Nous avons eu un petit pincement de jalousie en regardant le compte Facebook de Jean Quatremer, militant de la cause européenne et journaliste à Libération. Pendant que certains étaient cloués à Paris pour interviewer Marine Le Pen au grand rendez-vous d'Europe 1-Le Monde et i-Télé, il en était. A Bruxelles, aux côtés de Daniel Cohn-Bendit, 70 ans, qui faisait ses adieux à la scène européenne après quinze années passées au Parlement européen.
« Et quelques photos cultes (pour moi en tout cas), celles du débat que j'ai coanimé avec Dany sur l'avenir de l'Europe », écrit fièrement Quatremer. Dany est entouré de ses amis proeuropéens de toujours : l'ancien ministre des affaires étrangères allemand, le Vert Joschka Fischer, bientôt 66 ans, l'ancienne commissaire et ministre italienne Emma Bonino (66 ans), l'écrivain algérien Yasmina Khadra (59 ans), et l'ancien commissaire à l'exclusion de Sarkozy, Martin Hirsch (50 ans). « Dessine-moi l'Europe », voit-on en arrière-plan : si Dany s'en va, il ne renonce pas, et il a esquissé son « rêve européen ».
Pendant ces instants de bonheur, ces moments d'entre-soi européen, Marine Le Pen infligeait son cauchemar, écoutée par un million de Français. Le « cauchemar » de la mondialisation et son rejet de l'Europe. « Jusqu'à quel niveau de souffrance allons-nous continuer dans l'échec de l'Union européenne ? », a-t-elle harangué, dénonçant « l'extrémisme libéral » et appelant à se « débarrasser de l'euro ». Anti-euro, anti-immigration, anti-mondialisation, le programme Le Pen a le mérite de la clarté.

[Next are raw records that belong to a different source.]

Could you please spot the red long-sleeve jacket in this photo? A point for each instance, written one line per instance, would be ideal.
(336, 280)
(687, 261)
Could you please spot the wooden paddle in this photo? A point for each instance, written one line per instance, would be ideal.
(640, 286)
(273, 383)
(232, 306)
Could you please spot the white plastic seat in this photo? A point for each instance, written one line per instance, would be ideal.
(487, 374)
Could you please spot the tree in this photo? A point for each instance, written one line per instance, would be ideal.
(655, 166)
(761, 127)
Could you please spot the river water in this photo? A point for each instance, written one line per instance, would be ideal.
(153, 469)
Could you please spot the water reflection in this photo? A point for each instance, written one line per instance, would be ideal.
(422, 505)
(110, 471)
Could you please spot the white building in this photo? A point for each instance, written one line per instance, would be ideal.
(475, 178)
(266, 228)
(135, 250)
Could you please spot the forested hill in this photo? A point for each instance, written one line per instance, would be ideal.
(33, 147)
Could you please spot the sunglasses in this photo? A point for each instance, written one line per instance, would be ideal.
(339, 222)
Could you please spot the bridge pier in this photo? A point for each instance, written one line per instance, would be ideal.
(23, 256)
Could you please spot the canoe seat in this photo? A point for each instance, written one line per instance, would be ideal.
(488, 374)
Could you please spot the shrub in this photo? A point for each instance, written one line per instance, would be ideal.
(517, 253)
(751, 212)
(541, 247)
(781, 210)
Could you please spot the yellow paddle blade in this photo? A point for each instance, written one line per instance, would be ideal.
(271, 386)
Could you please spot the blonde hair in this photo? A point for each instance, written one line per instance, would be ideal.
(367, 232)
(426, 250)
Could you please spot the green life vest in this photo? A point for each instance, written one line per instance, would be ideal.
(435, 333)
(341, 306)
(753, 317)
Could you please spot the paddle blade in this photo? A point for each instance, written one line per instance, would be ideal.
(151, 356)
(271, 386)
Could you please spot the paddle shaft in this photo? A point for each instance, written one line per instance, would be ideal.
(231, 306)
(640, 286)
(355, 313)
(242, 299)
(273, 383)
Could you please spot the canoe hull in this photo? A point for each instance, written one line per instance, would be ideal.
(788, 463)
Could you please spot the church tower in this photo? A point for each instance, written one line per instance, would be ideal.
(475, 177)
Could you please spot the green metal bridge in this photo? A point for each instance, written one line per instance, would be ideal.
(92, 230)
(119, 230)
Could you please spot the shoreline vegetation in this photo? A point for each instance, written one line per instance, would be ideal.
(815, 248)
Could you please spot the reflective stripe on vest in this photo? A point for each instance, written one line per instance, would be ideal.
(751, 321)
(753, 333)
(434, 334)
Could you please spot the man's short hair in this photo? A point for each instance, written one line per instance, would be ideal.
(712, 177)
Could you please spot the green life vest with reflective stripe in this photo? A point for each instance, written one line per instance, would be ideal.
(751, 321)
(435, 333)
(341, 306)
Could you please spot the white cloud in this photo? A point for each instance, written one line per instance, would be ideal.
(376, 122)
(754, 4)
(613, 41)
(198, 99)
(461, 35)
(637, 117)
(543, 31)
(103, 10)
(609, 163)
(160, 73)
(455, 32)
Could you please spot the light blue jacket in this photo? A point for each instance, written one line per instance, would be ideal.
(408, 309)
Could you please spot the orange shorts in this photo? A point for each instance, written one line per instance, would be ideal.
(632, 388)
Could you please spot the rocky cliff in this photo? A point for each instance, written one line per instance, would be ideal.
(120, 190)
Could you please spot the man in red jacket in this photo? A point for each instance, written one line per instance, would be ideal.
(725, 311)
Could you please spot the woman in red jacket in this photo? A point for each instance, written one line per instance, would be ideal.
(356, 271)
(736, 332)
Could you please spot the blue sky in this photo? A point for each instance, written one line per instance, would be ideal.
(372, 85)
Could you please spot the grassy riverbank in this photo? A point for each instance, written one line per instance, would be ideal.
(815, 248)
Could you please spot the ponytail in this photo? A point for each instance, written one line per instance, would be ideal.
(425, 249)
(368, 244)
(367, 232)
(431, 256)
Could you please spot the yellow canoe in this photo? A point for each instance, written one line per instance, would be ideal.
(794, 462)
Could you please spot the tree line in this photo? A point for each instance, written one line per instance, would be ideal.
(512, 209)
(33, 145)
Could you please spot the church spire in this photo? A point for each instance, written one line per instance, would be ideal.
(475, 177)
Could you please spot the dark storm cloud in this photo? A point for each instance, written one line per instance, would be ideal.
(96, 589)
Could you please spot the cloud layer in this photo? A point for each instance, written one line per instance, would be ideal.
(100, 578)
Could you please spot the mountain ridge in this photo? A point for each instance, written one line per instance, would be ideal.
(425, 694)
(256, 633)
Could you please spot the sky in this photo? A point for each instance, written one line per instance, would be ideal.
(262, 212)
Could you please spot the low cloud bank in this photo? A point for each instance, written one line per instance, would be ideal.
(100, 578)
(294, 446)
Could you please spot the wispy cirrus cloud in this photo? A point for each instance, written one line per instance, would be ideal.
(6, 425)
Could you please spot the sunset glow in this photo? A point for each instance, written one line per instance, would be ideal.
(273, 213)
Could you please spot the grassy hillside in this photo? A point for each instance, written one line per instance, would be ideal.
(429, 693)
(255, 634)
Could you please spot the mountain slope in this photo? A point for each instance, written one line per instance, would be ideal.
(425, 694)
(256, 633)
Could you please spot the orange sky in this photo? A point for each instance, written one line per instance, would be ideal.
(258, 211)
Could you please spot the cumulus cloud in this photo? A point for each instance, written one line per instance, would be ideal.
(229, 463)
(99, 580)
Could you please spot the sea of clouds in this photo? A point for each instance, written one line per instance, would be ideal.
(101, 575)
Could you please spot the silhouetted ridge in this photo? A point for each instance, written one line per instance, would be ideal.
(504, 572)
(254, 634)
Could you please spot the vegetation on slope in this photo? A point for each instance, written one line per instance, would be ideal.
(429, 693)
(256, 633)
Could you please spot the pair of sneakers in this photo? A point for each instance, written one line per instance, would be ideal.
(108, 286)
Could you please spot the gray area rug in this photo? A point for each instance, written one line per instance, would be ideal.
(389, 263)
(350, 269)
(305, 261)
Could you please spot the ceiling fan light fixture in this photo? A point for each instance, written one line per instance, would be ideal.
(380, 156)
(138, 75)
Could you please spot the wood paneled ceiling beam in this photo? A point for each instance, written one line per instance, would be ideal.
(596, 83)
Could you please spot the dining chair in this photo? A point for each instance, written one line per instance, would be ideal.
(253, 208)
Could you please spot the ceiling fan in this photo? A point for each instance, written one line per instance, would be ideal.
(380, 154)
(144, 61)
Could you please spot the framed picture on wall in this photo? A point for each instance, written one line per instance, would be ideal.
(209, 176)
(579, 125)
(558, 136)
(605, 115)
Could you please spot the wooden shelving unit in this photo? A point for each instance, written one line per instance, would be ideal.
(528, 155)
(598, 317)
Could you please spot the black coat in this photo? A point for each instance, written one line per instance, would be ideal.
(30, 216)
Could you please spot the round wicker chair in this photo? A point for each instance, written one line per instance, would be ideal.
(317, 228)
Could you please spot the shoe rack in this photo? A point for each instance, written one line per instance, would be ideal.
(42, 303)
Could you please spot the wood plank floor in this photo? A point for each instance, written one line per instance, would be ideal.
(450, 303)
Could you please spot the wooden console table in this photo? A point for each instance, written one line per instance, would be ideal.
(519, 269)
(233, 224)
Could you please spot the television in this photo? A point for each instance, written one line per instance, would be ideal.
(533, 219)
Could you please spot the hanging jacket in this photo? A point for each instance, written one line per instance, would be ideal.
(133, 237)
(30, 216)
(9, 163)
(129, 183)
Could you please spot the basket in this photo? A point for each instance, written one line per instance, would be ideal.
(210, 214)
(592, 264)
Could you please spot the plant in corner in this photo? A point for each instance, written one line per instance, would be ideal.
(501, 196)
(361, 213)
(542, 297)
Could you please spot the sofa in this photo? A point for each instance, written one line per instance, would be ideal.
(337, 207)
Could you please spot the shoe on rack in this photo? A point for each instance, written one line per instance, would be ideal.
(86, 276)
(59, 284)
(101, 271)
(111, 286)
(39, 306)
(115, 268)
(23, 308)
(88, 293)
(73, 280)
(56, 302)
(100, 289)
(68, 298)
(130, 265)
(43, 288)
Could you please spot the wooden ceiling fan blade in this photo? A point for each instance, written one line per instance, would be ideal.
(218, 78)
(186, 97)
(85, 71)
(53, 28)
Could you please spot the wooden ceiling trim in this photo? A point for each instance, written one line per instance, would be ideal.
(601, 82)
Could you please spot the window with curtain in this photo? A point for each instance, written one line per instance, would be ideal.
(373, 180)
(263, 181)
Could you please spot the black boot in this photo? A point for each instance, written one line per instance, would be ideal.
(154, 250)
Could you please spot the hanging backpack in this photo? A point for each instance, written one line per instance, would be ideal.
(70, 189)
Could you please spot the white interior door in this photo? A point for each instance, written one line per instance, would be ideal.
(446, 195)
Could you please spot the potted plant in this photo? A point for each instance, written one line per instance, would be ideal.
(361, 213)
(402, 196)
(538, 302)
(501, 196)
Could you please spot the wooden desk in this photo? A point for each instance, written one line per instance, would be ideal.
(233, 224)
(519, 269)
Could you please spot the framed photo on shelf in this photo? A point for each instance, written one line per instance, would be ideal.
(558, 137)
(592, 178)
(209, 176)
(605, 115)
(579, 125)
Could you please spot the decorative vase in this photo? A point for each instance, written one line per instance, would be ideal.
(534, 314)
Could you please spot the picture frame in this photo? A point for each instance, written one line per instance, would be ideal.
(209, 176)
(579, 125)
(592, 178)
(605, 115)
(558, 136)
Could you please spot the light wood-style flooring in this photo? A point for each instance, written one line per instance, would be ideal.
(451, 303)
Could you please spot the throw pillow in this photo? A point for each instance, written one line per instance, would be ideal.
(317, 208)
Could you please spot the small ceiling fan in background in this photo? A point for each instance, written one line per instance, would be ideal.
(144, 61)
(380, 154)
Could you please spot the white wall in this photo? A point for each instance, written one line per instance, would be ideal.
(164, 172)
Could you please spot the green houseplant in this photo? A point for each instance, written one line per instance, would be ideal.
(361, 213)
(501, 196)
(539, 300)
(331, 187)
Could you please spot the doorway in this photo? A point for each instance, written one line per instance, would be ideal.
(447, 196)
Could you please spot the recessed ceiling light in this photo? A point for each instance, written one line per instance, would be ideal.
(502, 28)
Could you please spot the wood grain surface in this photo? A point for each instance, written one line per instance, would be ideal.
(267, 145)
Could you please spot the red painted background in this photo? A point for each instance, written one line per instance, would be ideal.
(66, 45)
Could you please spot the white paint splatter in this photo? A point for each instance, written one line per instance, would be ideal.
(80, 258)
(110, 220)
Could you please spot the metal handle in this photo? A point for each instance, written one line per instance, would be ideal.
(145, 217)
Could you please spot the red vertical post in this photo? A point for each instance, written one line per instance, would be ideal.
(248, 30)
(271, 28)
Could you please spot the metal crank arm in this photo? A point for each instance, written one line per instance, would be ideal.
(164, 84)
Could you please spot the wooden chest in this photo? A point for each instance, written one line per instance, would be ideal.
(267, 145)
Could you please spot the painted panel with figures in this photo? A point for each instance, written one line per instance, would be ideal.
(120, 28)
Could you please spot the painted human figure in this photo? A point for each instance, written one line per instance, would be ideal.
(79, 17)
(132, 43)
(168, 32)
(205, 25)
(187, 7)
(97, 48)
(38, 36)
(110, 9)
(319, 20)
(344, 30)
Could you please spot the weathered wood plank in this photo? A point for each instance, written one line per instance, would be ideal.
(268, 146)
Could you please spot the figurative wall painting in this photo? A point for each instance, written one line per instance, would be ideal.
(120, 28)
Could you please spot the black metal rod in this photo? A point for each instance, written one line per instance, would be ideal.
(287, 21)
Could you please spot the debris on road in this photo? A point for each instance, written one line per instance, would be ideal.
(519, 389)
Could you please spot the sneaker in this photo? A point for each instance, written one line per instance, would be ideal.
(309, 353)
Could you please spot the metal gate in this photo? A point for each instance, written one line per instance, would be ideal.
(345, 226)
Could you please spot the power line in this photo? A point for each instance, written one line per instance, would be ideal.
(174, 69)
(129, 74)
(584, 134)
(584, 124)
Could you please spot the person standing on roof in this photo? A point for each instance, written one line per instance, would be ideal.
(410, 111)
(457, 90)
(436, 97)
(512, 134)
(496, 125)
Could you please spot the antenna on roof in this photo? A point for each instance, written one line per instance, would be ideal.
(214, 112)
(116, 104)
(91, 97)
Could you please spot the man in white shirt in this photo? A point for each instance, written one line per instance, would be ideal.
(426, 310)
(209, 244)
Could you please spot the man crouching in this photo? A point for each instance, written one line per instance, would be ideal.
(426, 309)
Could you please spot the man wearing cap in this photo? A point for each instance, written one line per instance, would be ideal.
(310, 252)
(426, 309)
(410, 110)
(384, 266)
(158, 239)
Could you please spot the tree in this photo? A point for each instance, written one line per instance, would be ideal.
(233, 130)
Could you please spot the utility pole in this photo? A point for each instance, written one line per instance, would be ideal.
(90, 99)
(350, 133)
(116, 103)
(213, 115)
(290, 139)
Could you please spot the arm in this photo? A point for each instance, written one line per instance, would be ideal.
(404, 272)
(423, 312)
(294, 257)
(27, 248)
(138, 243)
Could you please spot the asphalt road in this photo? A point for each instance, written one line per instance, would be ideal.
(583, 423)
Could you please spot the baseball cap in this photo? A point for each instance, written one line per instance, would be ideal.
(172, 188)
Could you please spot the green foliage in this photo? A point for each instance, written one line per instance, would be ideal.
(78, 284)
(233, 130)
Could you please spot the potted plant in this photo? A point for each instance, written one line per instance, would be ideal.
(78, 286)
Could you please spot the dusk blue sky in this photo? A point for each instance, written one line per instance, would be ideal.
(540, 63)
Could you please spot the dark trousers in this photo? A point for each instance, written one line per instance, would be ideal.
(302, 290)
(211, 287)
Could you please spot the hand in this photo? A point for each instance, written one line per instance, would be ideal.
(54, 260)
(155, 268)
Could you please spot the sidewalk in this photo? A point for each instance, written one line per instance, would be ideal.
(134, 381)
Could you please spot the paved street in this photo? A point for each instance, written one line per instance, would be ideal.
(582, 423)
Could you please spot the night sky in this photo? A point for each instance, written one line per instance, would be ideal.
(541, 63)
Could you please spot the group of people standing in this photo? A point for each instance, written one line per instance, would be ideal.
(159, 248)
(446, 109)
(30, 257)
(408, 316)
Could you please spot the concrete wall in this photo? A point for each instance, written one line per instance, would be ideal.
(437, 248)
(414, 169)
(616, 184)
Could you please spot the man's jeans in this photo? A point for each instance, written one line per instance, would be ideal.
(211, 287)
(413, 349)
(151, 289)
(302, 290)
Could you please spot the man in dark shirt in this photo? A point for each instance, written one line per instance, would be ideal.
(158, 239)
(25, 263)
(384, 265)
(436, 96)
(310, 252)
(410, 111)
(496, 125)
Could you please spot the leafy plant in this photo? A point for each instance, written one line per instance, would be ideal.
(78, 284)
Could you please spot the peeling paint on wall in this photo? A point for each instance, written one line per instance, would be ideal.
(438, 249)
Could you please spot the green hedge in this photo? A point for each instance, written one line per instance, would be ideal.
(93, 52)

A six semaines des élections européennes du 25 mai, la campagne est enfin lancée. Mais c'est une curieuse campagne où les galaxies ne se croisent guère. Les partis traditionnels ont l'Europe honteuse, des socialistes qui prétendent combattre une Europe libérale à l'UMP qui aime tant l'Europe qu'elle voudrait en changer. « Que votre oui soit oui, que votre non soit non », exhorte, en citant l'Évangile, l'intellectuel centriste Jean-Louis Bourlanges.